Ziel ist es, den Mathematikunterricht interaktiver, dynamischer und schülerzentrierter zu gestalten.

Inhalt:

Die Integration spielerischer Elemente in die Lernprozesse der Schülerinnen und Schüler steigert deren Motivation und das Engagement erheblich.
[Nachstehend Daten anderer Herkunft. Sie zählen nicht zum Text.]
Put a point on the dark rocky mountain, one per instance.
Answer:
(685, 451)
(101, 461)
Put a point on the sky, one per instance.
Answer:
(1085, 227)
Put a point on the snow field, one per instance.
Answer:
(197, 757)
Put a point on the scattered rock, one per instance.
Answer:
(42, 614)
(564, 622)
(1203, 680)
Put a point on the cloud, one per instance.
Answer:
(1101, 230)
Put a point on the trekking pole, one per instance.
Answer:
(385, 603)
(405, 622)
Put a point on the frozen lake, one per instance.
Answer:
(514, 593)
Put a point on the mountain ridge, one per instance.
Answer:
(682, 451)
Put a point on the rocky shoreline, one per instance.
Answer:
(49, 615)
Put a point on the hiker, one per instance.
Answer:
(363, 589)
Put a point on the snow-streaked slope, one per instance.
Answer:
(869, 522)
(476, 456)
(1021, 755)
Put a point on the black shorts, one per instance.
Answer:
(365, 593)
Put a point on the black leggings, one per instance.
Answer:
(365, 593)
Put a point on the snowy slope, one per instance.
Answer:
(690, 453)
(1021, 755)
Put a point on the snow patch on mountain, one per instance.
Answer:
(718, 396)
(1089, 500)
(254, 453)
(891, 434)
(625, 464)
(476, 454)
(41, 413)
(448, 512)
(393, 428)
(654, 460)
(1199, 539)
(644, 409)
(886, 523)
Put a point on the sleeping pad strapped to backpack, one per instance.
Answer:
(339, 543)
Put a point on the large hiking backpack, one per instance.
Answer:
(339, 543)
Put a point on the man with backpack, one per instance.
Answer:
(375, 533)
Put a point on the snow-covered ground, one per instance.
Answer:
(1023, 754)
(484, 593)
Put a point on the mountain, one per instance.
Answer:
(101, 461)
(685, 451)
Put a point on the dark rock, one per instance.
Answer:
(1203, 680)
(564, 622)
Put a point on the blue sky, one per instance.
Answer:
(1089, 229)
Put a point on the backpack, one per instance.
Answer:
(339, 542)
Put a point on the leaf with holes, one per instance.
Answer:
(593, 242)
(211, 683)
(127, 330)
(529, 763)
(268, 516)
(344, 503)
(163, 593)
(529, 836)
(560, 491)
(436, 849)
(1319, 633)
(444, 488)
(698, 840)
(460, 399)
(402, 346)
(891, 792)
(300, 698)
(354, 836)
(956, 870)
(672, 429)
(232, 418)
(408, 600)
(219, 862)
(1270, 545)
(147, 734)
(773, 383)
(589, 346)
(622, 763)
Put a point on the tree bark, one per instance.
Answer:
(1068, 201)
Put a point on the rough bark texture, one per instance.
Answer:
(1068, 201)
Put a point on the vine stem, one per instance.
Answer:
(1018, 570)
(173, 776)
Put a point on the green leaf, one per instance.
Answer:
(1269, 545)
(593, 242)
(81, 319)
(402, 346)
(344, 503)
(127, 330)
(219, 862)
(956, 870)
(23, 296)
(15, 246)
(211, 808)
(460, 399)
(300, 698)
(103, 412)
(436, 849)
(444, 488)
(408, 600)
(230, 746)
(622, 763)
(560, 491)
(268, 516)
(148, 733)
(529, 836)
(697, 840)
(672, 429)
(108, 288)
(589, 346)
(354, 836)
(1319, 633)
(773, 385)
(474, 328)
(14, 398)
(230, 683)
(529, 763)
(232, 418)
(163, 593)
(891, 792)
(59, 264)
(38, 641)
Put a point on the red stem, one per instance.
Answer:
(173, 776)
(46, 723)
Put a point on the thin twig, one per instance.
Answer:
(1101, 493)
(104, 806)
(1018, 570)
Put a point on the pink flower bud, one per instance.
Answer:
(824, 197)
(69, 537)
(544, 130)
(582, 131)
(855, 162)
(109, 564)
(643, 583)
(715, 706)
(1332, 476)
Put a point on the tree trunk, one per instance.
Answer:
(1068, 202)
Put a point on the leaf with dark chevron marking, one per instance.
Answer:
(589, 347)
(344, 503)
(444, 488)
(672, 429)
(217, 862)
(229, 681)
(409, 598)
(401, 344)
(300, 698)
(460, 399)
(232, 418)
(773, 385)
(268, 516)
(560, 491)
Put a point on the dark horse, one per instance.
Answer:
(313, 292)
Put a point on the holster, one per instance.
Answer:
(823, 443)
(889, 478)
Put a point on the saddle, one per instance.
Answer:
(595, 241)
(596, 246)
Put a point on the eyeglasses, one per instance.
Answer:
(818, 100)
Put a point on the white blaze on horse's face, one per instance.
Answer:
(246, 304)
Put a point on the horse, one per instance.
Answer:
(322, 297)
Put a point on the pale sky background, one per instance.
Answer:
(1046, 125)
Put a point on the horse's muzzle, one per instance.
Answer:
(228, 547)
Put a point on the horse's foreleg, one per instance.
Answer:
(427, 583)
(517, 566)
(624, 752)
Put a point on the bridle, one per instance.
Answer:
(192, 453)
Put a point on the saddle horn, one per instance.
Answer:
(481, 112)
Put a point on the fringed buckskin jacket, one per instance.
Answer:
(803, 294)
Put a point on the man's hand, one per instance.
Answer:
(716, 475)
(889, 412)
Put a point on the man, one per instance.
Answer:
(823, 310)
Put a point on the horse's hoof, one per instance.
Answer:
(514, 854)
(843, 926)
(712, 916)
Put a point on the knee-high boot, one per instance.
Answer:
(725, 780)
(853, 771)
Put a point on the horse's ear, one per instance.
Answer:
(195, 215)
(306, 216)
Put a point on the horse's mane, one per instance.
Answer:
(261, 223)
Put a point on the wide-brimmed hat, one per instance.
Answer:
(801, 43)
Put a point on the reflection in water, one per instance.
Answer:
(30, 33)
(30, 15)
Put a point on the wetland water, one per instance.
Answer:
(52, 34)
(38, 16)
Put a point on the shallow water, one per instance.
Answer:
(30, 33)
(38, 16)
Neben theoretischen Grundlagen stehen praxisnahe Beispiele, digitale sowie analoge Tools und die Entwicklung eigener Spielkonzepte im Mittelpunkt.

Bezüge:

Referenzrahmen Schulqualität:
• Stärkung der Motivation und Eigenverantwortung der Lernenden durch interaktive Elemente.
• Unterstützung selbstregulierten und kollaborativen Lernens.
• Entwicklung mediengestützter Unterrichtskonzepte.
• Austausch bewährter Praktiken und Reflexion über den didaktischen Mehrwert von Gamification-Methoden.
Digitalen Schlüsselkompetenzen:
• Kritische und reflektierte Nutzung digitaler Gamification-Tools zur Förderung mathematischer Kompetenzen.
• Sensibilisierung für die didaktische Einbettung von digitalen Lernplattformen und spielerischen Ansätzen.

Organisatorischer Rahmen:

Tag 01 Videokonferenz
• Kennenlernen, Austausch zu Vorerfahrungen
• Ein erster digitaler Lernweg
Tag 02 Präsenz
• Etwas theoretischer Hintergrund
• Vorstellung und kennenlernen von digitalen, analogen und gemischten EduBreakouts
• Nützliche Tools zum Erstellen von Materialien
• Spezielle Tools: Twine, MathCityMap
• Beispiel für einen Escape-Room in der Schule
• Lernpfade
Tag 03 Präsenz
• Erstellung von EduBreakouts, Gestaltung von Escape-Rooms oder Lernpfaden zum direkten Einsatz im Unterricht.
Tag 04 Videokonferenz
• Erfahrungsaustausch über bereits eingesetzte spielerische Methoden.
• Austausch von Materialien

Spezielle Hinweise:

Die Teilnehmerinnen und Teilnehmer werden gebeten, ein digitales Endgerät (Tablet oder Laptop) mitzubringen. Die Nutzung von dienstlich zur Verfügung gestellten digitalen Endgeräten wird empfohlen.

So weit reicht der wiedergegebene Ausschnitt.